L’équipe de la Palabre Intellectuelle, qui s’investit depuis quelques années déjà dans la communication littéraire, a eu l’honneur de rencontrer le professeur Pierre Fandio, pour un entretien sur l’évolution de la littérature africaine ces dernières années. Attention, certaines réponses pourraient vous paraître inattendues. Pierre Fandio ne fait pas que répondre; il invite à la réflexion, il secoue par endroits les idées reçues, explique comment, si l’on avait été un peu plus curieux lecteurs, « peut-être que la situation que vit le pays depuis 2016 serait arrivée autrement ». Accrochez-vous!
Il y a eu beaucoup de mouvements dans les milieux littéraires africains au cours de la dernière décennie, et le Cameroun en particulier n’était pas en reste : festivals, rencontres poétiques et autres événements assimilés, sans parler des prix littéraires, dont les fameux Grands Prix des Associations Littéraires (GPAL) lancés en 2013. Quelle est votre opinion d’observateur avisé sur cette nouvelle dynamique ; peut-on parler de « boom littéraire » africain dans les années 2010 ?
Permettez-moi, avant de répondre à vos préoccupations, de dire mes encouragements aux initiateurs des GPAL, que vous faites bien de mentionner, pour leur dessein ô combien louable ! J’ai d’ailleurs eu l’honneur de participer moi-même à ce noble projet en qualité de membre du jury de l’édition de 2015, si mes souvenirs sont bons.
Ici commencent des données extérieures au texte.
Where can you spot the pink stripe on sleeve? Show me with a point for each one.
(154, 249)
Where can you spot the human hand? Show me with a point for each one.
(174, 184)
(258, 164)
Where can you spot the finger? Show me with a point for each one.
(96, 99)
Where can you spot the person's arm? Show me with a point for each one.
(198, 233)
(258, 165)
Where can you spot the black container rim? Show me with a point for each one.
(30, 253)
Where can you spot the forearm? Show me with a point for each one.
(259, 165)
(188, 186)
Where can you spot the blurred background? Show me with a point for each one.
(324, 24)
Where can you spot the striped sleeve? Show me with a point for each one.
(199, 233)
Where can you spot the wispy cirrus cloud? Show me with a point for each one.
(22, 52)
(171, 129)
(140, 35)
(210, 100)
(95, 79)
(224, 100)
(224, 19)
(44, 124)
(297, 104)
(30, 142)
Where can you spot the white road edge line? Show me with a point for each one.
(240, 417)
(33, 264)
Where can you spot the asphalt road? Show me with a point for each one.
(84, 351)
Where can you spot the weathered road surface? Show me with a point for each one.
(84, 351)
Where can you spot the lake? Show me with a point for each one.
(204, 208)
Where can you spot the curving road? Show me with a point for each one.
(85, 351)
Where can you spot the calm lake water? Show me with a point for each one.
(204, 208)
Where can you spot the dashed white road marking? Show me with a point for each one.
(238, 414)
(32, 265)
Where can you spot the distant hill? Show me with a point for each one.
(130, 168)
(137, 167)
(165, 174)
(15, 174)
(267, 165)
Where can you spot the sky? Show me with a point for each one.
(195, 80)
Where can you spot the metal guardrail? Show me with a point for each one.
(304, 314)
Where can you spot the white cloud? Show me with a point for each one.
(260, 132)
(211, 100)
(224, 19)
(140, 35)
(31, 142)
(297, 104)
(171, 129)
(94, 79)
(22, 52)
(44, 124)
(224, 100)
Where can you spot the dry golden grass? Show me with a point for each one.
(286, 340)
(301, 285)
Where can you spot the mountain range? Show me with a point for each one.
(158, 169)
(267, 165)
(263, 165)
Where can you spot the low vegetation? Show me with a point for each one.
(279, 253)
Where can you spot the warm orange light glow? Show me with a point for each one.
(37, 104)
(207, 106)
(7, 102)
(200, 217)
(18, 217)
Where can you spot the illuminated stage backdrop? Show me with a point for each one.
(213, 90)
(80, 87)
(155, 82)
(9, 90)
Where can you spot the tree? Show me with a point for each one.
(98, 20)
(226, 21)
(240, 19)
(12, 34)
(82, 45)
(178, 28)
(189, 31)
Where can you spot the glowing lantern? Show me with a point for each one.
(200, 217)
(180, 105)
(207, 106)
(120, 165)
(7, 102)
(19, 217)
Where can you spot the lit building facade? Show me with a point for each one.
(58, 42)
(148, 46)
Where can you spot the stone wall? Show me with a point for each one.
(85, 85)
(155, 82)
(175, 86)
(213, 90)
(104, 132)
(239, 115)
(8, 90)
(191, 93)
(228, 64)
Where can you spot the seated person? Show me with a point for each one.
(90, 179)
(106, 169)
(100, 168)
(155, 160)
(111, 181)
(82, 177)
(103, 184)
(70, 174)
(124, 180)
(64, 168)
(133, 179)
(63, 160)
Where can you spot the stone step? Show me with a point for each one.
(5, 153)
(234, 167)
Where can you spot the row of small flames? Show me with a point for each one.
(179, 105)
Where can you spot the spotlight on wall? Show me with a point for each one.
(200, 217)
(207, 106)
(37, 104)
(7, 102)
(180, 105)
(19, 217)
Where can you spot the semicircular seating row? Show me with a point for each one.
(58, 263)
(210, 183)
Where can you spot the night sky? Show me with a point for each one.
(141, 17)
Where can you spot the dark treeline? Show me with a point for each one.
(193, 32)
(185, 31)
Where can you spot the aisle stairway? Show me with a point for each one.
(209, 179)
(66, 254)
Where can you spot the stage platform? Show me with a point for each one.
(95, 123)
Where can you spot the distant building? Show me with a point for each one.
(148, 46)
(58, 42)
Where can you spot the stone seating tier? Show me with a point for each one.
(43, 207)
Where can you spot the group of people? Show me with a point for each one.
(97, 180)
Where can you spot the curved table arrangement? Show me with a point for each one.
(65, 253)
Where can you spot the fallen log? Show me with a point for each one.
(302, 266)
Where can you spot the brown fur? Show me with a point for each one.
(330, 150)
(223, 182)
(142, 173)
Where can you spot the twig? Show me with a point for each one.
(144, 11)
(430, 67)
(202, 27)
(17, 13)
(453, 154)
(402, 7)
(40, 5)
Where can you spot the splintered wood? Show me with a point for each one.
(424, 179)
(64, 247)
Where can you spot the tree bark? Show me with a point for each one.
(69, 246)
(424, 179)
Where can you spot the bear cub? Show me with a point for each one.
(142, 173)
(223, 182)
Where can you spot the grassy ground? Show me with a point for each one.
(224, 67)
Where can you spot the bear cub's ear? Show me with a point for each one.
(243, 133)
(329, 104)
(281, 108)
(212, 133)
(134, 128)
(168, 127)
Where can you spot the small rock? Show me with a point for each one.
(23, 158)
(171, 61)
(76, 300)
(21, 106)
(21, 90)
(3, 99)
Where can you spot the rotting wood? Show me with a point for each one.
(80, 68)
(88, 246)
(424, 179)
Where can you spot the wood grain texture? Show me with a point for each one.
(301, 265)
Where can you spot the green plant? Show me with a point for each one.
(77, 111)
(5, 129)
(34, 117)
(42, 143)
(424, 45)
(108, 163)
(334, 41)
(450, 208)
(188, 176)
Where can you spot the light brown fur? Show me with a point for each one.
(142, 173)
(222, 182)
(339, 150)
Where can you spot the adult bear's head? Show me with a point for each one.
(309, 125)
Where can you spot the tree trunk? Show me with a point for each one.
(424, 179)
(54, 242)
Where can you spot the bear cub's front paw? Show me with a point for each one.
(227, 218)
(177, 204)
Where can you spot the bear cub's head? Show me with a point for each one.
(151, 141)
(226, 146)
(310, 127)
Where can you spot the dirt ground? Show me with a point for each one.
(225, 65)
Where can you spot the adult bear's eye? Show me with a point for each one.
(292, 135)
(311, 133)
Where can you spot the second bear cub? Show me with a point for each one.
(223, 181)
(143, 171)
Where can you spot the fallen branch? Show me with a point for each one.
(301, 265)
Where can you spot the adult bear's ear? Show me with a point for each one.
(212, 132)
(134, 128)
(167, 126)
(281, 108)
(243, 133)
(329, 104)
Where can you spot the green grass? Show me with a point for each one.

Pour revenir à votre question, il est incontestable que depuis le début des années 2000, le nombre de livres publiés par des Africains (femmes et hommes) aussi bien sur le continent qu’en dehors, a connu un essor quantitatif et même qualitatif jamais égalé. Le nombre de créateurs aussi. L’institution de la littérature africaine ou plutôt les tentatives d’institutionnalisation (endogène) de cette même littérature ont autant fleuri. Évidemment, il est encore trop tôt pour affirmer que cette arithmétique traduit une véritable lame de fond dont le but serait l’institutionnalisation effective de la littérature africaine sur un plan plus global. L’on peut relever que cette situation tient à plusieurs facteurs dont celui de l’offre foisonnante de moyens aussi bien humains que matériels et même immatériels de production, de diffusion, de consommation et même de consécration. On peut y revenir en détail plus loin, si vous le voulez. En attentant, l’on peut déjà remarquer pour s’en féliciter que votre association, ou si vous préférez l’équipe de la Palabre Intellectuelle en est une illustration !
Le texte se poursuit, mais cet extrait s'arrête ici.